Verify that each resource is in a compartment that the relevant policy covers.

Review Tag-Based Policy Conditions

If the tenancy uses IAM conditions based on tags, confirm that the tag condition matches the caller and each target resource.

Typical tag-related failure points include the following issues:

  • The request principal group tag does not match the target resource tag.

  • The target resource tag value does not match the policy expression.

  • The resource exists, but the tag condition evaluates to false.

  • A required defined tag is missing from a related resource.

Do not stop after you confirm that a resource exists. Confirm that the resource tags also satisfy the policy.

Review Gateway Network Configuration

If the failed operation creates or updates a gateway, confirm that the gateway references the expected subnet and endpoint type.

Review the following request fields:

  • gateway.subnetId

  • gateway.endpointType

Verify the following network requirements:

  • The subnet exists.

  • The subnet is regional.

  • The subnet is in the expected compartment.

  • The endpoint type matches the intended public or private design.

  • The caller is authorized to use the subnet and related network resources.

Validate the Request Context

For an existing gateway, get the gateway details directly:

oci api-gateway gateway get --gateway-id <gateway_ocid>

Use the response to verify the following values:

  • The gateway exists.

  • The gateway is in the expected compartment.

  • The gateway uses the intended subnet.

  • The gateway uses the expected endpoint type.

If the failed operation creates a deployment, verify that the request targets the intended gateway and compartment.

Fix Policy and Resource Access

Apply the fix that matches the failed authorization or resource-access check.

Use the following fixes as a guide:

  • Add or correct manage api-gateway-family if the caller lacks API Gateway resource permissions.

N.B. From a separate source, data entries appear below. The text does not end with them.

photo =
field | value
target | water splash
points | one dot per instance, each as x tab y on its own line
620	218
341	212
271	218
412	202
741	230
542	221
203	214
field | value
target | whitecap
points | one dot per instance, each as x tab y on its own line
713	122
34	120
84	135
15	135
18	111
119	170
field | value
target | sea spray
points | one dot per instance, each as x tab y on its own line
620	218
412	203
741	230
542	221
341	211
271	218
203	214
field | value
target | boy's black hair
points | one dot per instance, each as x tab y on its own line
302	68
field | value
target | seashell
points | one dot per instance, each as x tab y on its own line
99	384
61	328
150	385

  • Add or correct manage virtual-network-family if the caller lacks subnet or network permissions.

  • Add or correct use functions-family if the deployment uses Functions.

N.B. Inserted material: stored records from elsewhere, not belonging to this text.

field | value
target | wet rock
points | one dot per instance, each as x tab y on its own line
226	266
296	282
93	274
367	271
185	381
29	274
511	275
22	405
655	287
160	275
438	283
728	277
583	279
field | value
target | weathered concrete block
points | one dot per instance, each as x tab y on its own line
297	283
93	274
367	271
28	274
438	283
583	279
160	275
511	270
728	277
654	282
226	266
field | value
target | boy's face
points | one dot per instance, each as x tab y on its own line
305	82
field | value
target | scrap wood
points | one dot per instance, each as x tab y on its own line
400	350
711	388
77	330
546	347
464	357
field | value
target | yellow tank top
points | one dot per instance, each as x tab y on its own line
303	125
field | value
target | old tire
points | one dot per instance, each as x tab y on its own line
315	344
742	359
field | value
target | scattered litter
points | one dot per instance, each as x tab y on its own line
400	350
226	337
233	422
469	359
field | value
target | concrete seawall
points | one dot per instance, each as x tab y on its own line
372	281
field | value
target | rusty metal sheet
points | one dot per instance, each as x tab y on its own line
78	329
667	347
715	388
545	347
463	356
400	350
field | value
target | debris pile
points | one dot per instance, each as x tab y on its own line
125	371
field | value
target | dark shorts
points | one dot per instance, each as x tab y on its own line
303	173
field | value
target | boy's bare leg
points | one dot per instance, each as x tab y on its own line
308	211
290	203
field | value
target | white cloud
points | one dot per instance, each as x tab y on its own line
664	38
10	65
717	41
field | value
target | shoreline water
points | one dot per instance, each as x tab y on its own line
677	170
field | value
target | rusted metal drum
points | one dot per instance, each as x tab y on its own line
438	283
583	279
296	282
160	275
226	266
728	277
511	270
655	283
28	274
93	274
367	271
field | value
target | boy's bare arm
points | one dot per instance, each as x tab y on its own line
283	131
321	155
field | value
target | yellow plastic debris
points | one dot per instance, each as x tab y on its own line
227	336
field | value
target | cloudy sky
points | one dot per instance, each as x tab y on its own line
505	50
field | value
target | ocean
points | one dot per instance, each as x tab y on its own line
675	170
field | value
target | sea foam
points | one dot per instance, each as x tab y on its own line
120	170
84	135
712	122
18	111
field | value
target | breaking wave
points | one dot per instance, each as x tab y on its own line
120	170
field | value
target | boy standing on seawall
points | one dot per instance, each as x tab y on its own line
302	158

  • Add or correct manage certificate-associations if the gateway uses certificate associations.

  • Add or correct manage certificate-authority-family if the gateway uses custom CAs or CA bundles.

  • Create or correct the gateway dynamic group and read secret-bundles policy if the gateway must read secrets.

  • Correct the compartment scope if a resource is outside the allowed compartment.

  • Correct the tag values or the IAM condition if tag-based authorization fails.

  • Correct any incorrect OCID in the request.

Common Root-Cause Checklist

Before retrying the request, confirm all of the following:

  • The caller can manage API Gateway resources.

  • The caller can manage network resources.

  • The caller has the feature-specific policy required by the request.

  • Any gateway dynamic group has the secret access it needs.

  • All referenced resources exist.

  • All referenced resources are in the expected compartments.

  • All tag-based conditions match.

  • The request uses the correct OCIDs.

Verify the Resolution

After you correct IAM policies, tag conditions, or related-resource access, retry the same gateway or deployment operation.

Verify the following results:

  • The operation no longer returns NotAuthorizedOrNotFound or RelatedResourceNotAuthorizedOrNotFound.

  • The gateway or deployment enters the expected lifecycle state.

  • The request no longer fails during authorization or related-resource validation.